✂️ Optimize `BuiltinTimeSeries` to reduce DB calls #1032

JGreenlee · 2025-02-26T17:16:57Z

For find_entries and find_entries_count we split the queried keys by which collection we expect them to exist in. If there are no keys for one of orig_ts_db or analysis_ts_db, we end up making an INVALID query: "{'metadata.key': 'invalid'} to that DB

Unsure why this was the case, I dug into the blame and found 14aa503

Return a blank cursor instead of an empty iterator if there are no matches
If there are no matches for a particular query, perform an invalid query and return the resulting empty cursor instead of an empty list iterator.
This allows us to use cursor methods such as .count() on the result of get_entries_for_timeseries.

However after a few years of code churn I believe this is no longer necessary; the methods that call _get_entries_for_timeseries, which are find_entries and find_entries_count do not use Cursor methods or return a Cursor type. _get_entries_for_timeseries now includes both the count and the Cursor in its return value. find_entries_count just uses the count and find_entries returns an iterator created from the Cursor via itertools.chain, not the Cursor itself

Although these queries will theoretically never return any matches, they are still queries and could involve some overhead (particularly on production where we've seen the DB not using indices properly). If they are pointless, they should be eliminated, as that could reduce the total number of queries significantly (almost by half in many cases)

shankari · 2025-02-26T18:20:18Z

@JGreenlee this is great, but I think we can go a bit further.

See my comment here:
e-mission/e-mission-docs#1109 (comment)
in particular

Regardless, the count of the entries is a nice to have, and is extremely useful for debugging, but we don't even return it externally.
I also looked through all uses of find_entries and we almost always wrap the values returned in the cursor in a list, so just converting the cursor to a list right here and getting the count should also work.

This should drop the DB queries by another 50%

For the record, we used to return the cursor because it allows us to iterate over entries one by one instead of reading the entire list into memory and introducing memory pressure. But right now, it is better for us to optimize for DB calls than for memory usage. And we wrap the cursor in a list or a dataframe anyway.

I did take a look at all uses of find_entries, but didn't feel confident enough to make the change at 11pm the weekend before going on reduced hours. But now that we have more time, I think we can optimize that as well.

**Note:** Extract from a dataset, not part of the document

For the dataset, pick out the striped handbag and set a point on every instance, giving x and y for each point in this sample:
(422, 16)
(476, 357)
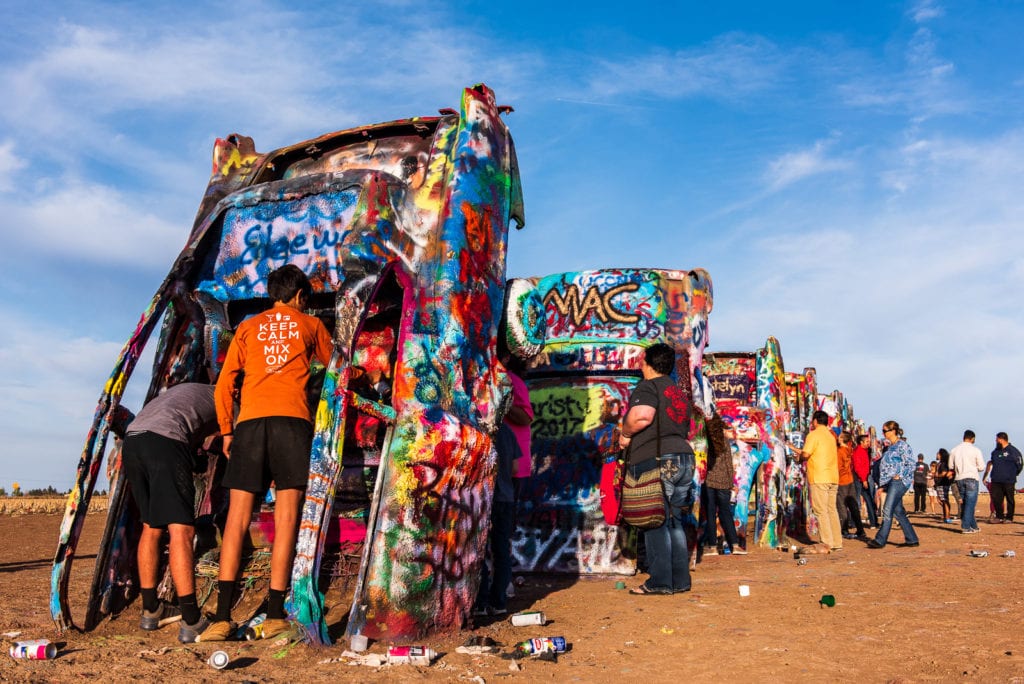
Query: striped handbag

I am happy to merge this and address that as a separate optimization, or just wait and merge both together.

LMK what you think

JGreenlee · 2025-02-26T18:32:40Z

@shankari In the current implementation, does the construction of the iterator (return itertools.chain(orig_ts_db_result, analysis_ts_db_result)) cause all entries to be read into memory?

If yes then the iterator seems pointless

For `find_entries` and `find_entries_count` we split the queried keys by which collection we expect them to exist in. If there are no keys for one of orig_ts_db or analysis_ts_db, we end up making an `INVALID` query: `"{'metadata.key': 'invalid'}` to that DB Unsure why this was the case, I dug into the blame and found e-mission@14aa503 > Return a blank cursor instead of an empty iterator if there are no matches > If there are no matches for a particular query, perform an invalid query and return the resulting empty cursor instead of an empty list iterator. > This allows us to use cursor methods such as `.count()` on the result of `get_entries_for_timeseries`. However after a few years of code churn I believe this is no longer necessary; the methods that call `_get_entries_for_timeseries`, which are `find_entries` and `find_entries_count` do not use Cursor methods or return a Cursor type. `_get_entries_for_timeseries` now includes both the count and the Cursor in its return value. `find_entries_count` just uses the count and `find_entries` returns an iterator created from the Cursor via itertools.chain, not the Cursor itself Although these queries will theoretically never return any matches, they are still queries and could involve some overhead (particularly on production where we've seen the DB not using indices properly). If they are pointless, they should be eliminated, as that could reduce the total number of queries significantly (almost by half in many cases)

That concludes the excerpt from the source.